Der freiheitliche Weg wäre es, jeden Menschen selbst entscheiden zu lassen, wen er heiratet und wie er das dokumentiert. Wer gerne eine religiöse Zeremonie haben möchte, soll sie auf jeden Fall haben. Wem es reicht, beim Notar einen Ehevertrag abzuschließen – bitte schön! Wenn zwei Männer heiraten wollen oder eine Frau lieber drei als nur einen Gatten haben möchte – wo ist das Problem? Jeder sollte selber entscheiden, was ihn glücklich macht.
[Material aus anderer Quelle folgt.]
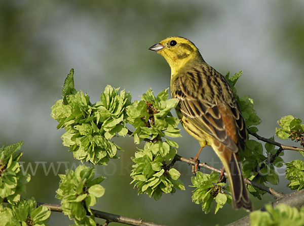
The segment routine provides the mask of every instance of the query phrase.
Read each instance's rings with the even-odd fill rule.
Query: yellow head
[[[149,50],[156,51],[165,58],[171,69],[171,75],[177,72],[191,60],[203,60],[195,45],[182,37],[168,37]]]

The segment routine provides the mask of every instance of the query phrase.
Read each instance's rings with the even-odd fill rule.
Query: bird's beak
[[[155,52],[158,52],[159,50],[161,50],[164,47],[165,47],[160,43],[158,43],[157,44],[155,44],[154,46],[152,46],[151,47],[150,47],[149,48],[149,50],[153,50],[153,51]]]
Ein Rechtsstaat sollte keine Privilegien gewähren

Es kann nicht legitime Aufgabe des Staates sein, über bestimmte Wertpräferenzen zu entscheiden. Egal ob die Mehrheit der Bevölkerung die Ehe für eine Verbindung zwischen Mann und Frau hält oder ob sie die staatliche Ehe auch auf gleichgeschlechtliche Paare ausdehnen möchte: In einer freiheitlichen Demokratie darf das kein Grund für staatliche Eingriffe sein. Diese Eingriffe sind nur da gerechtfertigt, wo die Freiheit eines anderen beschnitten wird. Das ist definitiv nicht der Fall, wenn Personen entscheiden, ein Leben lang füreinander einzustehen. Es gibt ja auch keine staatlichen Vorgaben und Regulierungen für Freundschaften. Wenn Menschen freiwillig miteinander Verträge schließen, hat der Staat dort nichts verloren.
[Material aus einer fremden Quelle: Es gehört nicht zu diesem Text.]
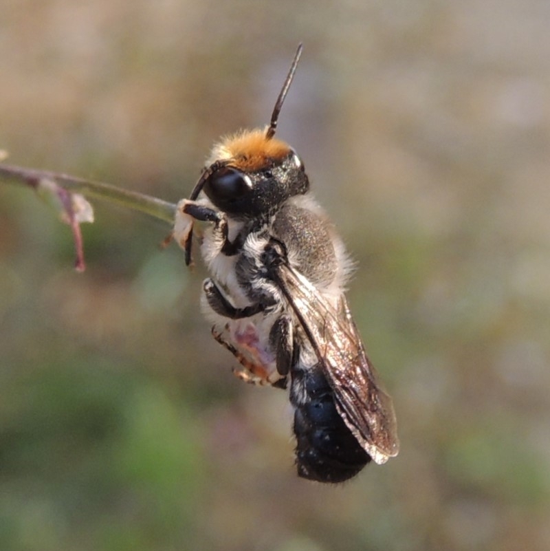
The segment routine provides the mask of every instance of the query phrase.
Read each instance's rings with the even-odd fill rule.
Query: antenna
[[[294,73],[296,72],[298,67],[298,62],[300,61],[300,56],[302,55],[302,50],[303,46],[300,42],[298,45],[298,50],[294,55],[294,58],[292,61],[292,65],[290,66],[290,70],[288,72],[285,84],[283,85],[283,88],[279,92],[279,97],[277,98],[277,102],[275,104],[275,108],[273,109],[273,114],[271,116],[271,122],[267,131],[265,133],[265,139],[271,140],[275,135],[275,131],[277,129],[277,120],[279,118],[279,113],[280,108],[283,107],[283,102],[285,101],[285,98],[287,97],[287,92],[292,83],[292,79],[294,78]]]

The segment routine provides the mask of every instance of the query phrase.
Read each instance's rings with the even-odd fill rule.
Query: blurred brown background
[[[167,227],[70,233],[0,184],[0,548],[550,548],[550,4],[4,0],[8,162],[175,202],[267,122],[358,262],[402,451],[298,479],[285,394],[241,383]]]

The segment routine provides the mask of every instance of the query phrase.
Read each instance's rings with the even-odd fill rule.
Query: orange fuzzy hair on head
[[[254,172],[280,161],[291,151],[281,140],[267,138],[265,129],[243,130],[216,144],[207,165],[216,161],[228,161],[230,166],[243,172]]]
Dass die Ehe derzeit nur für heterosexuelle Paare offen ist, ist ein Privileg. Und Privilegien sind in einem Rechtsstaat eigentlich nie eine gute Idee – denn sie sind institutionalisierte Willkür. Man verbessert die Gesamtsituation nicht, indem man neue Privilegien einführt, sondern indem man bestehende abschafft. Die einzige Aufgabe, die in diesen Fragen vielleicht noch für den Staat übrig bliebe, wäre die Funktion des Standesamtes als Ort der Dokumentation – und zwar der Dokumentation jeder vertraglichen Bindung, die Menschen miteinander eingehen möchten. Mehr nicht. Und selbst das könnte mit den zunehmenden technischen Möglichkeiten wie Blockchain eines Tages auch überflüssig werden. Darum: statt die Homo-Ehe einzuführen, sollte der Staat seine Finger ganz von der Ehe lassen!